After Friday's morning walkthrough, Wayne walked slowly from the field to the locker room, talking with rookie receiver LaVon Brazill, a sixth-round draft pick out of Ohio University. Wayne didn't say what they discussed, though it is a regular part of the routine for the 33-year-old whose poster-sized image has replaced Manning's on the front of Lucas Oil Stadium.
"He's teaching me a lot, how to get in and out of breaks," said T.Y. Hilton, a third-round draft pick from Florida International. "I haven't been able to go with him after practice, but I go to the machine before practice and catch with Reggie."
Why wouldn't the youngsters follow Wayne's lead?
In 11 seasons, he has 862 receptions with 11,708 yards - second all-time in Colts history and nearly four times the total of the other 15 receivers and tight ends at Indy's camp. His 73 TD catches are almost triple the combined totals of the other 15 (281 catches, 3,218 yards, 25 TDs), 12 of whom have yet to catch an NFL pass.
The most impressive part of Wayne's legacy has been his ability to stay healthy. He leads all NFL receivers with 145 consecutive starts, 166 games played and hasn't missed a start since 2002.
"Every player wants longevity and obviously what he does, going on 12 years, is just awesome," receiver Donnie Avery said. "He's been to Super Bowls, a number of training camps and he knows what it takes to get through practice, so you watch him."
Wayne came back to help the receivers get in sync with their new quarterback, learn the playbook and teach the next generation of Colts' receivers what it takes to stick around this league. And win.
Wayne insists little has changed. Teammates know better.
"I haven't seen him do anything he hasn't done. Reggie will do whatever this team wants him to do and he's not going to step on anyone's toes," Powers said. "But I'm pretty sure he's got a chip on his shoulder being in Peyton's shadow for so long."
And though Luck is running the offense, this is clearly Wayne's team.
"My intensity has stayed the same, even when Peyton was here. I was vocal when I needed to be vocal. If I see a guy do something wrong, I tell him about it," Wayne said. "We still have some old guys that they can build off of and show them what to do."
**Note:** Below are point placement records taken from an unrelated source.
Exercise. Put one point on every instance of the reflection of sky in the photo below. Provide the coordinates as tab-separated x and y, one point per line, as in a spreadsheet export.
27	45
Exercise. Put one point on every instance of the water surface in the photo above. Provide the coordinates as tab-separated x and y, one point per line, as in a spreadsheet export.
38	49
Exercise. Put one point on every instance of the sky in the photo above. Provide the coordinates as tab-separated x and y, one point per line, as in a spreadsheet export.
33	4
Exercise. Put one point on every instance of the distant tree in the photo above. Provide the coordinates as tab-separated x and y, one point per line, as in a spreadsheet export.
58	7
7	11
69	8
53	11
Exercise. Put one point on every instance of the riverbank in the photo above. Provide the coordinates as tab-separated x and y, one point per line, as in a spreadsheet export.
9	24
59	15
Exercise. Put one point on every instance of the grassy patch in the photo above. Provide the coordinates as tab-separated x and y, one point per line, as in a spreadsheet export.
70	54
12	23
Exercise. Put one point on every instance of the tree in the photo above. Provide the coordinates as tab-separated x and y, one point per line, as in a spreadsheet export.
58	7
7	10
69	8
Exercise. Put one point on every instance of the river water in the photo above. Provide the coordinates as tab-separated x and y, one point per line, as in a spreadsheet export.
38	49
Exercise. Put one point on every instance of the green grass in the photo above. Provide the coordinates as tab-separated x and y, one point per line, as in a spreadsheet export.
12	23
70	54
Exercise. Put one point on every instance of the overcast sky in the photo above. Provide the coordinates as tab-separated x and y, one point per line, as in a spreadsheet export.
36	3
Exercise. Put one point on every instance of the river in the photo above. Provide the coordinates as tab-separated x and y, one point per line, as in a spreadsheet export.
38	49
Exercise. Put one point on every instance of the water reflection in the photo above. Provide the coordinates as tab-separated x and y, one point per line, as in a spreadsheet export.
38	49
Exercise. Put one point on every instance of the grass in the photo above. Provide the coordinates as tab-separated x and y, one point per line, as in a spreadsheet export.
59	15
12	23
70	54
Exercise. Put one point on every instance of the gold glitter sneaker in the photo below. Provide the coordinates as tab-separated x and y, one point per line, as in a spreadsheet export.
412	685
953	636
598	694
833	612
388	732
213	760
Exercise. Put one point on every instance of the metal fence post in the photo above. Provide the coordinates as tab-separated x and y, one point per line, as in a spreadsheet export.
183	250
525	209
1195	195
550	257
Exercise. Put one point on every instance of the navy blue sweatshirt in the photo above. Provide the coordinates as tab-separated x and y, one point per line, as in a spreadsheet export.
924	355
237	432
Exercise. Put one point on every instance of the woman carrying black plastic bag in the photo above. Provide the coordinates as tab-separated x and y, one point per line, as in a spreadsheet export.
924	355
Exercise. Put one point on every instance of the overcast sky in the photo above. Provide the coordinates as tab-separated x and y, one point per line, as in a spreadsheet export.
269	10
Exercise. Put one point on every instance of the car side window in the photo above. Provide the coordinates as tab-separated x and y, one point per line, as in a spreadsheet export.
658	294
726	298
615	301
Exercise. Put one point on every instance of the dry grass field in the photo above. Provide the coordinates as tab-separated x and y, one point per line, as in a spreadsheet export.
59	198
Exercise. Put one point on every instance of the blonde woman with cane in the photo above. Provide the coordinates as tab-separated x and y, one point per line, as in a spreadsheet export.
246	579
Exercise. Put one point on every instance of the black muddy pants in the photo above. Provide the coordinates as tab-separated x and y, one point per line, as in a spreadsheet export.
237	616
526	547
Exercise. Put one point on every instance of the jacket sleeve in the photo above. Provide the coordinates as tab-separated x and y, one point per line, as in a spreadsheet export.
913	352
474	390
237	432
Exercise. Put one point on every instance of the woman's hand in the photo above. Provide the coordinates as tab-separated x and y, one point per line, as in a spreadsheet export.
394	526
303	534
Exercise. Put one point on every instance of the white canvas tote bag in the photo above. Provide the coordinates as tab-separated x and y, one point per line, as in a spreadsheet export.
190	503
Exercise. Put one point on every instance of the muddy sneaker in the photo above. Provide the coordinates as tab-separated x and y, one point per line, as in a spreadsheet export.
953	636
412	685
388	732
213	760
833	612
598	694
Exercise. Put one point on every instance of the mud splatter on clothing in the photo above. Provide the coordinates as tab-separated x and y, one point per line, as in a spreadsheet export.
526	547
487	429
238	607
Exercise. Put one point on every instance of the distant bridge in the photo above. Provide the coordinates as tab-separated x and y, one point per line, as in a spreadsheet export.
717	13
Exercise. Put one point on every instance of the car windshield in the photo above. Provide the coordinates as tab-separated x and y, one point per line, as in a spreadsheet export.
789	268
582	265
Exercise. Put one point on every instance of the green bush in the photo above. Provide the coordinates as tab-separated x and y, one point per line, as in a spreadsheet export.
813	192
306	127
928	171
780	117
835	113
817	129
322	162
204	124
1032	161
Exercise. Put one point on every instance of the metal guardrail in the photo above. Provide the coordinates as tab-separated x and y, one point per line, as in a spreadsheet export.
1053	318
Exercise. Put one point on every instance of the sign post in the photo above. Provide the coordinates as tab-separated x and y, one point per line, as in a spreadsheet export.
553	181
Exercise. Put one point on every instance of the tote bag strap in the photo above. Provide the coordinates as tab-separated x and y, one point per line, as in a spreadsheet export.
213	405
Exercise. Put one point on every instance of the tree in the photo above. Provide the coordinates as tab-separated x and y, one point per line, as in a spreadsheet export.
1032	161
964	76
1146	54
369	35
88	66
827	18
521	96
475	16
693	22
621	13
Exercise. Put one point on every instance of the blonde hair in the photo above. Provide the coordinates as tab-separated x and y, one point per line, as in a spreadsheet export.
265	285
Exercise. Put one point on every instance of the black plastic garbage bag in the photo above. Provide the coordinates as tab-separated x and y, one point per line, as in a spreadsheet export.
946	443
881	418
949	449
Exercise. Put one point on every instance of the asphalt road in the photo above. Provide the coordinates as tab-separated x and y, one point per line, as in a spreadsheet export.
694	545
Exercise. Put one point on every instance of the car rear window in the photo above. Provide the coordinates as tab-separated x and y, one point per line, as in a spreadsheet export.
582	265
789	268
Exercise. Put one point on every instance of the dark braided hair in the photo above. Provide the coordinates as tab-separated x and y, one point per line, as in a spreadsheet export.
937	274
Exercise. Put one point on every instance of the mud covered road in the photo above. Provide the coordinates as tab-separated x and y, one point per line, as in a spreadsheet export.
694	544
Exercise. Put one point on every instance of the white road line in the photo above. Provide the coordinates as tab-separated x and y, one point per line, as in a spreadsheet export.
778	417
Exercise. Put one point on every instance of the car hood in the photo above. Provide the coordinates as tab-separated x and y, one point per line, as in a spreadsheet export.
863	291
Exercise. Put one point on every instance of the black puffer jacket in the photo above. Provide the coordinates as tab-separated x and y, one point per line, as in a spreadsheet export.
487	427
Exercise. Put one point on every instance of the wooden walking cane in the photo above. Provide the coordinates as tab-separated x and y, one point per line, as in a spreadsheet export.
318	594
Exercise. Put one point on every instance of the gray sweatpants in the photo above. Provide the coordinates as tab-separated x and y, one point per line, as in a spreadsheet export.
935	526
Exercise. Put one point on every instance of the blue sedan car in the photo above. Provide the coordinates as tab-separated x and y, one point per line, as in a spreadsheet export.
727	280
Notes: The Colts wrapped up practice about 20 minutes early, in part because Friday's temperatures in the 90s. ... Andrew Luck's father, Oliver, attended the afternoon practice. The West Virginia athletic director did not take questions but did speak with his son, former Stanford receiver Griff Whalen and backup quarterback Drew Stanton. ... Luck went 18 of 24 with three touchdowns and no interceptions during team drills. Two of the incompletions came when he spiked the ball during the 2-minute drill. ... New linebackers Moise Fokou and Greg Lloyd couldn't practice until midway through the afternoon session. The reason? Fokou said they had to wait for Kevin Thomas to pass his physical in Philadelphia. Once Thomas, who was dealt to Philly on Thursday night, the trade became official and the Colts new players could start practicing. Colts assistant coach Roy Anderson did not attend Friday's practice because of a death in the family.